The impact of institutional investors
The conversation then turned to institutional investors and the threat they pose to home buyers across the U.S., many of whom are unable to compete with investors for available and affordable listings.
I think it is a tremendous threat. More than 70 million millennials turning 40 want to buy a home and can’t. Investors are targeting communities of color and preventing the people within them from having a pathway to generational wealth. If we don’t fix the affordable housing issue, it threatens people’s ability to achieve the American Dream of homeownership.
The Fed launched higher rates at a time when there is record low inventory; there isn’t a level playing field in competing with these investors right now. We need to focus during the next decade on getting greater housing supply, period.
Holtz-Eakin did acknowledge that this issue is more pressing in some local markets and is not prevalent everywhere.
Homeownership and its benefits for the economy
Both economists shared their thoughts on the bigger picture of homeownership and how it impacts the larger economy as well as a homeowner’s local community.
Housing is roughly 5-6% of GDP, but then if you add all the things that people put into a house or around a house and the taxes they pay, all those things contribute to the economy and their communities. Those are the things you should focus on.
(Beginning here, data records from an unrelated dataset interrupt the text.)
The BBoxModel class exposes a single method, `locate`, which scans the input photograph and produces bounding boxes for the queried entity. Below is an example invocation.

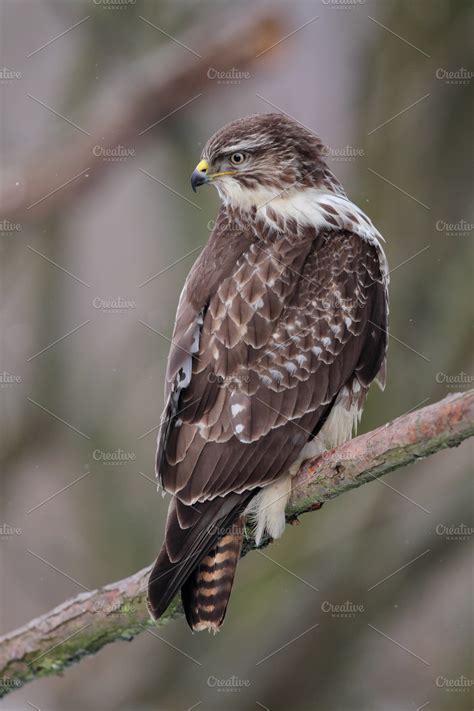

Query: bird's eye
[230,152,245,165]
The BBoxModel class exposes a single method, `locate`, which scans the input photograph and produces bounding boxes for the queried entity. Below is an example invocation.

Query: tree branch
[0,390,474,695]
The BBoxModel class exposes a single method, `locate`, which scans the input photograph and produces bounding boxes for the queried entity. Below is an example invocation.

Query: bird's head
[191,114,327,207]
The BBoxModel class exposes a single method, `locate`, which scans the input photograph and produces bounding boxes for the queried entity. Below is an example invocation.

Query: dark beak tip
[191,170,209,192]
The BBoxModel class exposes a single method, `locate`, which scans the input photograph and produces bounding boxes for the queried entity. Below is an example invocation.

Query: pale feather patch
[246,475,291,546]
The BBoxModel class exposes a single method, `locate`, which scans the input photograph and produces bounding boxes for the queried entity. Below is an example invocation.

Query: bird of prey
[148,114,388,632]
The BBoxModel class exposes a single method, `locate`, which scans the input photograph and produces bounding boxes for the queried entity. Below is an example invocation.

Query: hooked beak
[191,160,209,192]
[191,160,237,192]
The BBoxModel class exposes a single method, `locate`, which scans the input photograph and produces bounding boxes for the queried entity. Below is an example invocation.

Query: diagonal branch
[0,390,474,695]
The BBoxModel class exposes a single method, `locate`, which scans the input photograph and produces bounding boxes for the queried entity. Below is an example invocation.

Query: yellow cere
[196,160,209,173]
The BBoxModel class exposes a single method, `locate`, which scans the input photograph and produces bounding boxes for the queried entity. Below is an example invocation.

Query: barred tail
[181,515,245,632]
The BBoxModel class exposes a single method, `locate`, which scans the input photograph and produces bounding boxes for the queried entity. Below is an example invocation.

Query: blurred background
[0,0,474,711]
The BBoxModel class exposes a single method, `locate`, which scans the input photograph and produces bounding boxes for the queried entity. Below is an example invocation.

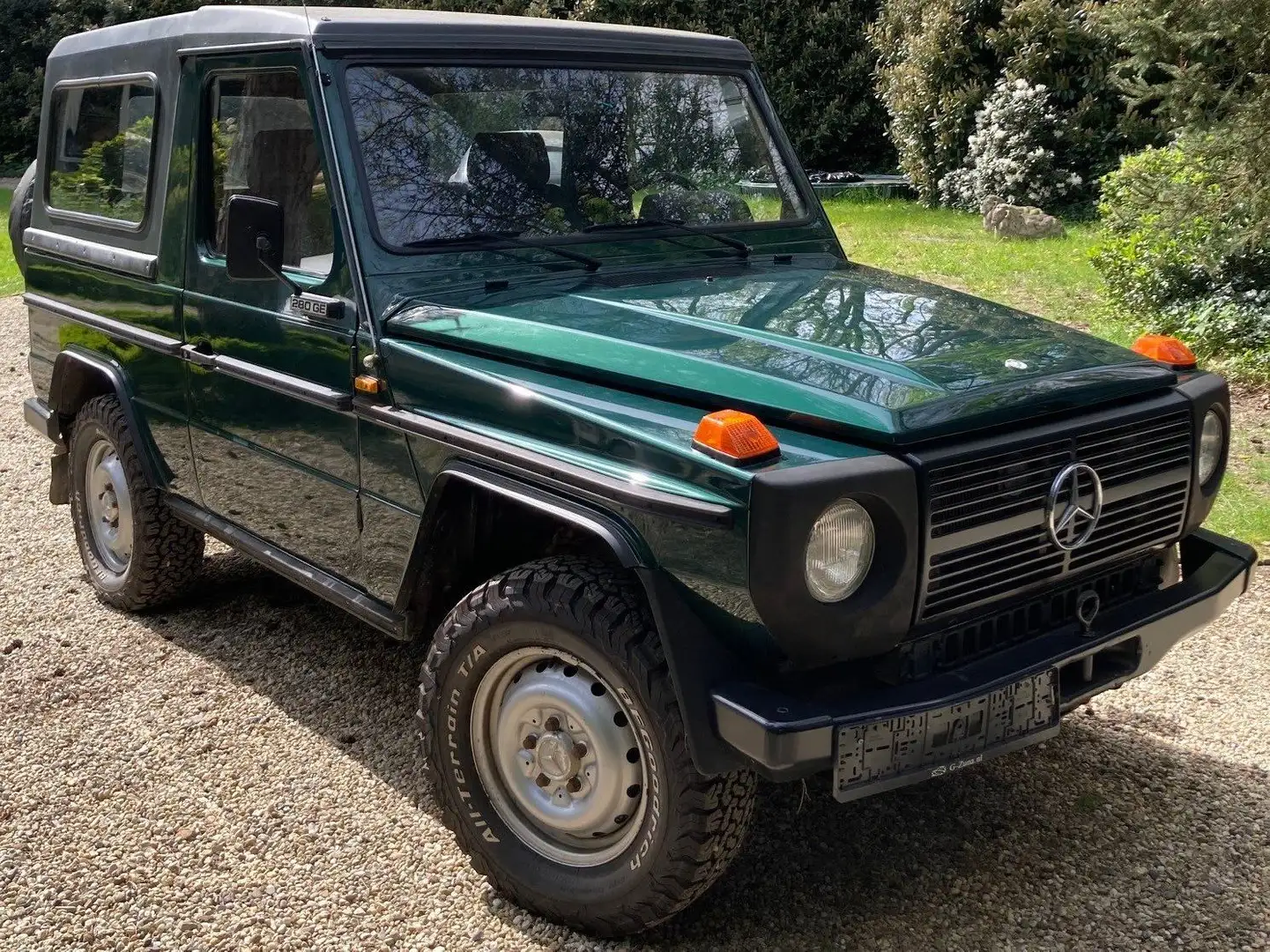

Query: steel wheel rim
[472,647,648,866]
[84,440,132,576]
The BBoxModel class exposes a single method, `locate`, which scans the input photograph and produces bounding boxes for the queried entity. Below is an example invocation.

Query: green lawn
[824,199,1270,549]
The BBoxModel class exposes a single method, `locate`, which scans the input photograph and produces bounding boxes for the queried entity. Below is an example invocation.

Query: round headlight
[806,500,873,601]
[1199,409,1226,486]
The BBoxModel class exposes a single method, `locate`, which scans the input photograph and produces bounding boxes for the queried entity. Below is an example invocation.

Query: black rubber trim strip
[21,291,182,357]
[353,400,732,527]
[208,353,353,413]
[167,495,409,641]
[21,228,159,279]
[444,463,648,569]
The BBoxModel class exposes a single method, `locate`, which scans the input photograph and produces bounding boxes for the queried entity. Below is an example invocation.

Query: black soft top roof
[48,6,751,64]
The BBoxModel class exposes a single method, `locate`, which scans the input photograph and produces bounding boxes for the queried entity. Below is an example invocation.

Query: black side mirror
[225,195,300,295]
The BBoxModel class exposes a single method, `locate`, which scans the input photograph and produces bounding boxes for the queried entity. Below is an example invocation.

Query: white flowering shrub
[940,78,1083,211]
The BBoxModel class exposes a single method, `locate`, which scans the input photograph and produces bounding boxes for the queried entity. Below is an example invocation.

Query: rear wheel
[420,558,755,935]
[70,397,204,610]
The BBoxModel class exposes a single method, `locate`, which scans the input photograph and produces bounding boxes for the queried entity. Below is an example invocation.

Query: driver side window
[204,69,334,277]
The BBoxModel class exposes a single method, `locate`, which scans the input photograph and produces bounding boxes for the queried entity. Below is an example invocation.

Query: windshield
[346,66,806,247]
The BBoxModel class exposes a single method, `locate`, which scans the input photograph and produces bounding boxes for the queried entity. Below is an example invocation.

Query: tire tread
[417,555,757,935]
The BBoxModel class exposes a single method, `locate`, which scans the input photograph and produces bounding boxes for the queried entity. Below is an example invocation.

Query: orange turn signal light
[692,409,781,463]
[1133,334,1195,370]
[353,374,383,393]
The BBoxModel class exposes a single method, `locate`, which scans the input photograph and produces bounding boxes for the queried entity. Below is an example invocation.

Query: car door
[183,51,358,577]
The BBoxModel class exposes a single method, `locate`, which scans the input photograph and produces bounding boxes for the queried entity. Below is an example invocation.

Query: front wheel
[420,558,755,935]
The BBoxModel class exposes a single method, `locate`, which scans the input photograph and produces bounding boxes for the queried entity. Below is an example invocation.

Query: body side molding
[21,227,159,279]
[21,291,182,357]
[353,400,732,529]
[167,495,409,641]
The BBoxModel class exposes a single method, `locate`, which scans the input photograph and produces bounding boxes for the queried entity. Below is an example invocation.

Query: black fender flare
[48,345,172,488]
[394,461,744,777]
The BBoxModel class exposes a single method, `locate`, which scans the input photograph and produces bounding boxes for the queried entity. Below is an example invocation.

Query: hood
[388,264,1175,443]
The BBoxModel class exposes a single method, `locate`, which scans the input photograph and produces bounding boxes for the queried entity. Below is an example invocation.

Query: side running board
[167,495,410,641]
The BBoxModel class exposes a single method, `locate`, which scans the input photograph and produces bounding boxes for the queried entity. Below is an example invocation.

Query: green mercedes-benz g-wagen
[15,6,1255,934]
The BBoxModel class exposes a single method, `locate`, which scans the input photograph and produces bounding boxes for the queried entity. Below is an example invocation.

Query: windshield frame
[337,51,823,257]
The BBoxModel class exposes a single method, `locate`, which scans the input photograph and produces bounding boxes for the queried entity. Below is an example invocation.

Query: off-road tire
[418,557,755,935]
[70,395,204,612]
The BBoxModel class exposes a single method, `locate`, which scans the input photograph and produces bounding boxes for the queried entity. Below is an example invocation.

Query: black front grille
[917,409,1192,623]
[875,553,1164,684]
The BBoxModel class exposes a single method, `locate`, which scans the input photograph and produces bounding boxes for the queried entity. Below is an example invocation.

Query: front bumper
[712,529,1258,792]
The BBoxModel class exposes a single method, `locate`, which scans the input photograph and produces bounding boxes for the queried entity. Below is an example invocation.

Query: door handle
[181,340,216,368]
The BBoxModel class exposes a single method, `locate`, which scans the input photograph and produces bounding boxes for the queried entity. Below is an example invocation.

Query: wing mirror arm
[256,231,303,297]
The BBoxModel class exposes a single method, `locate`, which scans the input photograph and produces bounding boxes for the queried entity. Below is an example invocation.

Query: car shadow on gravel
[137,553,441,820]
[140,553,1270,949]
[646,713,1270,949]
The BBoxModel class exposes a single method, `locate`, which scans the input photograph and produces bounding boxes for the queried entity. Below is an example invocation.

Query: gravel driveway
[0,299,1270,952]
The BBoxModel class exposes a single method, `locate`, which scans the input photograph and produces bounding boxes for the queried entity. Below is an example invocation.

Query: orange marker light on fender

Homeowners take pride in their homes; they invest in home improvement projects, landscaping, and outdoor renovation projects. In some communities, they participate in neighborhood watch programs for the benefit of all those living there.
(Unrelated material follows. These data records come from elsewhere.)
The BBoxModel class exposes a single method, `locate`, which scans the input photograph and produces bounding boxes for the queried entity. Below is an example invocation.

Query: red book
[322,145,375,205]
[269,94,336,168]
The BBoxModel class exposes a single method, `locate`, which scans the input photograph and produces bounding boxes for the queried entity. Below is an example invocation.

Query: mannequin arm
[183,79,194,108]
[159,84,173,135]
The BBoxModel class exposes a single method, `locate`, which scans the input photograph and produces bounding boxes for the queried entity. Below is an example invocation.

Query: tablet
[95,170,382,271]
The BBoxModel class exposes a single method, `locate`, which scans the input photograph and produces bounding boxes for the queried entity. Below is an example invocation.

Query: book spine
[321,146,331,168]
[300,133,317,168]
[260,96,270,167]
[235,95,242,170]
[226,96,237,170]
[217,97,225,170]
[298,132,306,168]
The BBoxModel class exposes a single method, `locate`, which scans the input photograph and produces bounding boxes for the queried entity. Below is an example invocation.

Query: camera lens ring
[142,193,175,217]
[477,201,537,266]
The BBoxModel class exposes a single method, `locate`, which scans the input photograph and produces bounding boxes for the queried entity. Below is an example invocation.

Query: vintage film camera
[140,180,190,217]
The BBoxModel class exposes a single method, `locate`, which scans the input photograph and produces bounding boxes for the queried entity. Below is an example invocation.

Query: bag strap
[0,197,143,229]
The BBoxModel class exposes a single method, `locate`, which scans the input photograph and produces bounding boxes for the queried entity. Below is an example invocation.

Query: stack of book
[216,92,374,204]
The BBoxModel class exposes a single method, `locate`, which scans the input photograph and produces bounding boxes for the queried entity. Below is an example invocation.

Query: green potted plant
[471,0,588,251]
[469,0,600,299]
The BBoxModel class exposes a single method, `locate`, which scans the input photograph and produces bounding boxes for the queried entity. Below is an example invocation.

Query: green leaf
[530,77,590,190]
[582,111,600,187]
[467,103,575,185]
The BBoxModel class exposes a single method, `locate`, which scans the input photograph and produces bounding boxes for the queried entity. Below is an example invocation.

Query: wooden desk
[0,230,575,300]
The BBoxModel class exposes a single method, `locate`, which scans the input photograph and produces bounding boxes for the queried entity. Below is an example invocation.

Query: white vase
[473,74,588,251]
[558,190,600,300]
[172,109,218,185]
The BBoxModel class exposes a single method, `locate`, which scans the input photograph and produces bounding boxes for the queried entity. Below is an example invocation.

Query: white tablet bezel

Renters might make some (temporary) home improvements, but there’s little incentive to invest in more expensive repairs and updates. And if the landlord isn’t willing or able to invest in those, either, the property’s value goes downhill and impacts the values of those around them.
For you to make good policy, you need good politics. It is in [policymakers’] political interest for [more people] to have better access to the American Dream.
It’s time the government put more resources toward helping more people become homeowners by addressing the biggest obstacles. Low inventory, for a prime example, is something leaders can address by incentivizing the increased construction of new and affordable homes.
As long as renting is more affordable for low- and middle-income earners, they will remain at a financial disadvantage compared to those able to afford the higher costs of buying and maintaining a home.
The real issue is not the rich who are getting richer; it’s the people with the power to make affordable housing more accessible who choose instead, with the policies they make or promote, to encourage renting instead.
Top takeaways for real estate agents
As top economists Holtz-Eakin and Peterson both make clear, there’s more than one reason Americans who would become homeowners if they could—especially Millennials and Gen Z—are forced to wait on the sidelines.
Policies that encourage renting and do nothing to make affordable housing more accessible, while driving up our national debt (kicking the can down the road), are a big part of the problem—as are institutional investors buying up affordable homes to rent them out to people who might otherwise have bought them.
Do what you can to advocate for would-be buyers in your community and to make it easier for them to become homeowners. Explore the resources available to low- and middle-income earners to help them cross that threshold and start building generational wealth.
In doing so, you’ll benefit them, their neighborhoods, and the larger economy.